The Neighborhood Watch hosted Inspector John Berry, commanding officer of the Nassau County Police Department’s Third Precinct, and the precinct’s recently re-introduced problem-oriented police, or POP, officers at a recent meeting to discuss the burglary problem, she said.

The group has been talking with local senior citizens to instruct them how to make their homes look occupied when they’re out, Doreen Ehrbar said, but it needs more block captains to coordinate its efforts.

The Williston Park and Albertson Civic Associations were set to host police at a meeting Wednesday to discuss the burglaries.

Williston Park Civic Association President Bob Mitchell said he thinks the village needs a greater police presence, as Carr’s police report indicated cops wrote only three summonses in the village for moving violations in January.
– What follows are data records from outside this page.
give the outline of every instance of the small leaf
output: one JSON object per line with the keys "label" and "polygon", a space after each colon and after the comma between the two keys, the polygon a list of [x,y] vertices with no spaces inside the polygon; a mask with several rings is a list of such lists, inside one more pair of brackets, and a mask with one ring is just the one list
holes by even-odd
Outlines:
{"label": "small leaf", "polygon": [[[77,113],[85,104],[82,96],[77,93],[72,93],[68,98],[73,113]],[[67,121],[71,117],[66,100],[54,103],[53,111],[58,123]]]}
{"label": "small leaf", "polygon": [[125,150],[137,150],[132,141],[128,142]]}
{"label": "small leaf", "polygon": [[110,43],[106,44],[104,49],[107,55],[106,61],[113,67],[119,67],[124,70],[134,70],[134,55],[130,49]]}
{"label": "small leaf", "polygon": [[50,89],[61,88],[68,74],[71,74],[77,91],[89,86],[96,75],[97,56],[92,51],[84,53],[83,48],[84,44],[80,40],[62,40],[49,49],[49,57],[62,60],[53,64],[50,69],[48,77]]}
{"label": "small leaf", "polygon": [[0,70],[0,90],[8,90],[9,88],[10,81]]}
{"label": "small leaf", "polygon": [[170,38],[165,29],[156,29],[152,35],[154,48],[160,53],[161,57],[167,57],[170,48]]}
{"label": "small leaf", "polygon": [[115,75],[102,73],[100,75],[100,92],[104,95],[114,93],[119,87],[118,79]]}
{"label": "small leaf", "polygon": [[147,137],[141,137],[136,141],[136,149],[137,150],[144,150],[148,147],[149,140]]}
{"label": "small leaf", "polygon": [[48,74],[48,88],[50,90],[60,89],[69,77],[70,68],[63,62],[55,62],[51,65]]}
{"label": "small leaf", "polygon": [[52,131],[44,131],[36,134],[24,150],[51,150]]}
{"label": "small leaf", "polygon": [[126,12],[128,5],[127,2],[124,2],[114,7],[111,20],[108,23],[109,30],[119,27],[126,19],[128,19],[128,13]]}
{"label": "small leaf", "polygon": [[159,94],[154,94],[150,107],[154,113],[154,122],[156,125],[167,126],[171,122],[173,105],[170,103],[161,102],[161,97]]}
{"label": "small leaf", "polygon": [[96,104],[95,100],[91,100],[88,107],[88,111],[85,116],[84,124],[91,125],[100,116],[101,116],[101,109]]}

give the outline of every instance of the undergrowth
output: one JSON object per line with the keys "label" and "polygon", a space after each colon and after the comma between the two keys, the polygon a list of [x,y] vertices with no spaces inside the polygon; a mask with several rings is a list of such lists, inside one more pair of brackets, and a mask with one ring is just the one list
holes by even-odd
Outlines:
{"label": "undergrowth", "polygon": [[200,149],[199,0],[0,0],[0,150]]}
“I just think there needs to be a little more pressure put on,” Mitchell said. “Even if they don’t write that many summonses, they’re out there doing something, stopping people — the fact is that (if) there are cops out there being seen and doing things, that should deter some of the burglaries.”

Paul Ehrbar said he often speaks with police, including Berry, and asks for more to be done.

They’re receptive to the concerns and are investigating burglaries in the Williston Park and Albertson area, he said, but police have a lot to cover and don’t always follow through on promises to pull more people over.

Police spokesman Det. Lt. Richard LeBrun said police issued 81 traffic tickets in Williston Park over the same period last year, and officers intensified their patrols in the village and Albertson in response to the burglaries.

A low number of summonses doesn’t mean the police presence in an area has decreased, LeBrun said.

“It means we’ve intensified the patrol and we may have been doing other things rather than just issuing tickets,” he said.

Ehrbar said residents should call 911 if they see any incidents.